À travers cette conférence, prévue à Dakar en 2026, l’initiateur entend lutter contre l’arbitraire, mettre fin à l’impunité et contribuer à l’émergence d’un véritable État de droit en Afrique, condition indispensable au développement durable et à la souveraineté du continent.
Saïd Larifou a salué l’engagement de Son Excellence Amadou Oury Bah, Premier ministre de la République de Guinée, pour sa disponibilité, son écoute et son soutien à cette initiative continentale. Il s’est également dit encouragé par l’accueil enthousiaste et le soutien concret exprimés par plusieurs hautes personnalités politiques, universitaires, juristes, organisations et institutions spécialisées rencontrées dans le cadre des préparatifs.

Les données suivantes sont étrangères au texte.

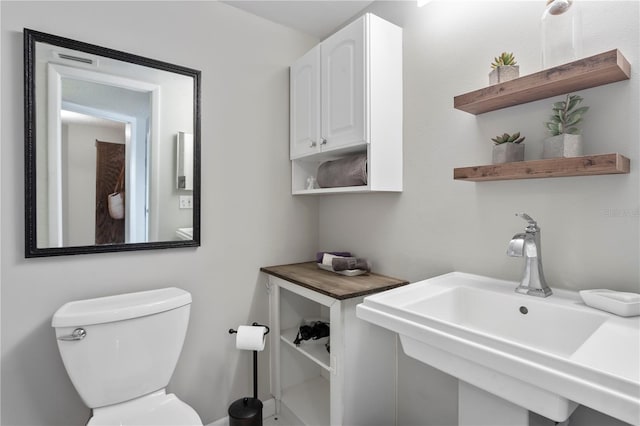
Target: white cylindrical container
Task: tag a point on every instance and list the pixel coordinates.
(561, 33)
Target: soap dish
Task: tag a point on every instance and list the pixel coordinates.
(347, 272)
(616, 302)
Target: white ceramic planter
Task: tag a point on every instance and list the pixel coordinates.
(508, 152)
(562, 146)
(505, 73)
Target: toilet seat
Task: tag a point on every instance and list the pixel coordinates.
(155, 409)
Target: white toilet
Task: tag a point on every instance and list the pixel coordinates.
(120, 352)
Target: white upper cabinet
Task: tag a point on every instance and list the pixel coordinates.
(346, 98)
(305, 104)
(343, 80)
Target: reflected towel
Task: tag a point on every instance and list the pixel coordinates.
(347, 171)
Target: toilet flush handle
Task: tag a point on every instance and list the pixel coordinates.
(77, 334)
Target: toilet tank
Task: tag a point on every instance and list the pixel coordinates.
(131, 346)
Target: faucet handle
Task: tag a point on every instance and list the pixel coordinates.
(533, 225)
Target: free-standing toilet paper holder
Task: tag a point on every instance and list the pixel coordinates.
(248, 411)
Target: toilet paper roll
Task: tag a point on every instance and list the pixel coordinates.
(250, 338)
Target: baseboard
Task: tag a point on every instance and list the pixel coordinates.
(268, 410)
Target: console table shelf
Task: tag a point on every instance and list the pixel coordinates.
(555, 167)
(597, 70)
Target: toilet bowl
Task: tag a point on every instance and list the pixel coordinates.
(120, 353)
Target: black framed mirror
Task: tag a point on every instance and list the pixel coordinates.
(112, 150)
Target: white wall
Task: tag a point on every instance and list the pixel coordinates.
(590, 225)
(249, 218)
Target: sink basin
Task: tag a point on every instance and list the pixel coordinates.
(504, 316)
(546, 355)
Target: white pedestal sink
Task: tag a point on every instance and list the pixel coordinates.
(546, 355)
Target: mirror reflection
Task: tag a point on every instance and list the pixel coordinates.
(112, 150)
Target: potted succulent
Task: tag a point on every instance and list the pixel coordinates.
(504, 68)
(507, 148)
(565, 140)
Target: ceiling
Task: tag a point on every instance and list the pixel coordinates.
(318, 18)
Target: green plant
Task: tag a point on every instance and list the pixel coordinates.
(504, 59)
(566, 116)
(507, 138)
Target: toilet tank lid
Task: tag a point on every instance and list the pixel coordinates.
(119, 307)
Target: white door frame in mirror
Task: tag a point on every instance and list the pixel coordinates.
(140, 225)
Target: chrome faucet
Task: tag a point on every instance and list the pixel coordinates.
(527, 245)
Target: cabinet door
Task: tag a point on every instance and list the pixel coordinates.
(343, 87)
(305, 104)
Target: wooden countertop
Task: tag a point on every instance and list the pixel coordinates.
(340, 287)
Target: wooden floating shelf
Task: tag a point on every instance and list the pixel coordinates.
(555, 167)
(597, 70)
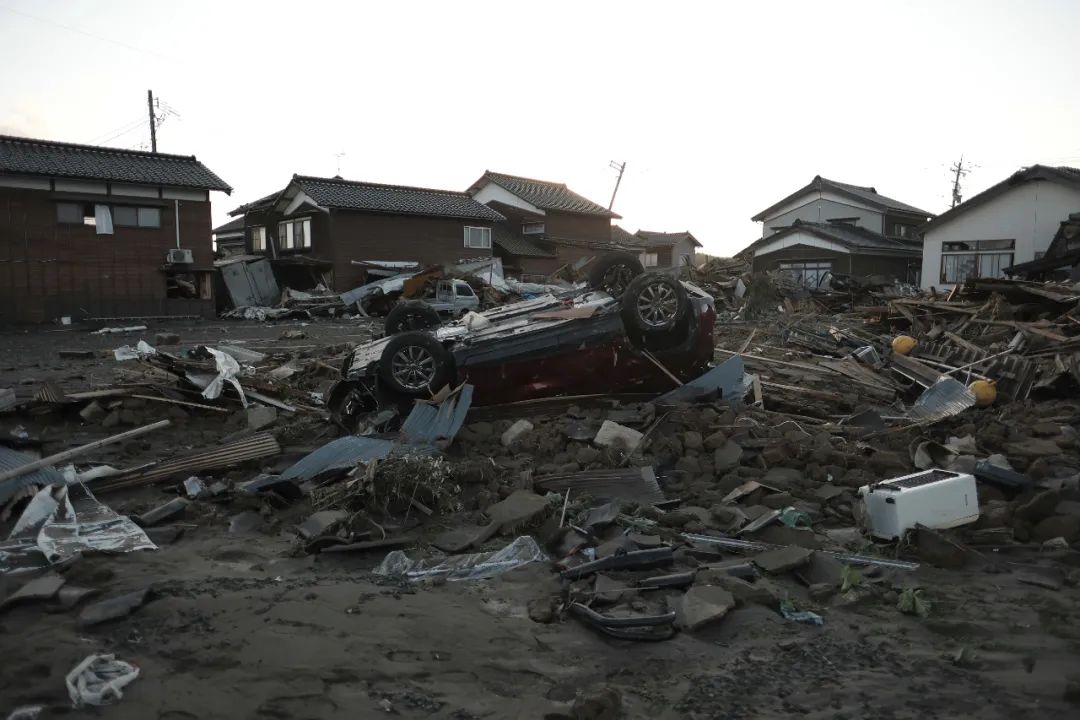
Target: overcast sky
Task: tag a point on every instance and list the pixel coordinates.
(719, 109)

« Le calendrier des travaux est désormais lancé », a-t-il annoncé, lançant un appel solennel à l’ensemble des États africains, aux institutions régionales, aux juristes, aux universitaires et aux forces vives du continent à prendre part activement à Dakar 2026.
Pour Saïd Larifou, cette conférence doit marquer le point de départ d’une Afrique pleinement souveraine dans la conception et l’application de son propre droit. « Dakar 2026 doit permettre à l’Afrique de produire et d’appliquer un droit international qui lui ressemble », a-t-il affirmé, concluant sur la nécessité de bâtir collectivement l’architecture juridique d’un continent souverain et prospère.